Contrairement à Microsoft, la plupart des autres fournisseurs IT n’ont généralement pas de logiciels hérités « indispensables » qui pourraient être utilisés pour fausser la concurrence au détriment des clients », peut-on lire dans les observations d’AWS. « En effet, les pratiques en matière de licences ne devraient pas être utilisées pour restreindre artificiellement le choix des clients et rendre le changement de fournisseur plus difficile".
La réponse de Google auprès de la DMA est plus précise à ce sujet et confirme les avis partagés en « off » par des porte-parole du groupe avec LeMagIT.
Reprenant les citations de Microsoft concernant la criticité de Windows Server et l’absence d’alternative dans certains cas, la filiale d’Alphabet insiste sur le fait que les charges de travail existantes associées représentent « une part importante du marché adressable du cloud ».
« Étant donné que les clients préfèrent migrer leurs charges de travail sur site vers le cloud en adoptant une stratégie de "lift-and-shift", ils continueront à compter sur Windows Server même après leur migration vers le cloud », poursuit-elle.
Or, « Microsoft facture à AWS et Google Cloud des frais nettement plus élevés pour le droit d’offrir Windows Server et SQL Server en aval que ce qu’il facture aux clients Azure pour le droit d’acheter directement Windows Server et SQL Server », assure-t-elle.
« L’expérience propre de Google avec les clients montre souvent que, en raison des différences de prix, ils n’ont pas d’autre choix efficace que d’opter pour Azure, malgré le fait qu’ils pourraient autrement choisir un fournisseur de cloud concurrent en se basant sur d’autres facteurs », ajoute-t-elle.
« Faux » (« Untrue », sic), répond Microsoft. Le géant insiste : il serait tout à fait possible d’héberger Windows Server chez les autres fournisseurs de cloud. Pour la firme de Redmond, le scénario décrit par GCP est une « théorie ».
« Les hyperscalers ne devraient pas réussir en s’appuyant sur des notions vagues de préjudice pour les clients – surtout lorsque celles-ci découlent des choix des hyperscalers concernant le niveau de remises à offrir et non d’un manque d’accès à Windows Server », écrivent les avocats.

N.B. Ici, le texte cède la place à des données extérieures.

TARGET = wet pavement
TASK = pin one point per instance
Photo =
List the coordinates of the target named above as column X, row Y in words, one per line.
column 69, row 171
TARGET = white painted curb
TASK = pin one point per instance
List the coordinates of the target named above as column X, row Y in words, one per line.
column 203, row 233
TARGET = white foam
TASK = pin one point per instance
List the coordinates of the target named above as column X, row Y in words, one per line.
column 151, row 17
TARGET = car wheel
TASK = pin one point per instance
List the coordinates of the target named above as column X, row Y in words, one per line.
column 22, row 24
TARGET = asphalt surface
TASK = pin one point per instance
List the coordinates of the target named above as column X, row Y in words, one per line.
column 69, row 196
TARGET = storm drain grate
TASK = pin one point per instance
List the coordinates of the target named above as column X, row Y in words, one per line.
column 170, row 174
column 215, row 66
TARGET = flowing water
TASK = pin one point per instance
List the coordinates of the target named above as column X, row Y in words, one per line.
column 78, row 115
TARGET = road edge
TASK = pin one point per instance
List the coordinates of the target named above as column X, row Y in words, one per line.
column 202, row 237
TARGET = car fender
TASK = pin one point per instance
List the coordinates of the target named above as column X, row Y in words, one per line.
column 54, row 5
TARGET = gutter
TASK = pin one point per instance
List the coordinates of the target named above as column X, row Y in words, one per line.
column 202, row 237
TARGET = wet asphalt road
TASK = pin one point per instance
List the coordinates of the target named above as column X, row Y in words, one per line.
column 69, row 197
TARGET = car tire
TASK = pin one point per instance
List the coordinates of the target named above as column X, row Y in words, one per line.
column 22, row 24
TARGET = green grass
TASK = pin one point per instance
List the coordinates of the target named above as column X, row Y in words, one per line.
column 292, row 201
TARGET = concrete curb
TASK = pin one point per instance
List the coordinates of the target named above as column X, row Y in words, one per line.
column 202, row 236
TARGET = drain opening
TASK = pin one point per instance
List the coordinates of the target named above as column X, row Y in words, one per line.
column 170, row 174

En clair, si AWS et GCP doivent rétribuer Microsoft, ils ont tout le loisir d’appliquer des rabais sur leurs offres pour attirer les clients. Une stratégie commerciale qu’ils n’appliqueraient pas. Quant à SQL Server, Microsoft assure que les clients peuvent l’héberger en mode BYOL (Bring Your Own Licence) sur les instances cloud de leur choix.
En conclusion, les avocats de la firme « suggèrent respectueusement » à la CMA de rejeter toutes les préoccupations soulevées au sujet de ses pratiques de licence.
« La CMA a de nombreuses raisons de rejeter ces préoccupations comme étant sans fondement aux fins d’une conclusion provisoire d’effet négatif sur la concurrence, sans parler d’une conclusion solide sur l’équilibre des probabilités », jargonnent-ils.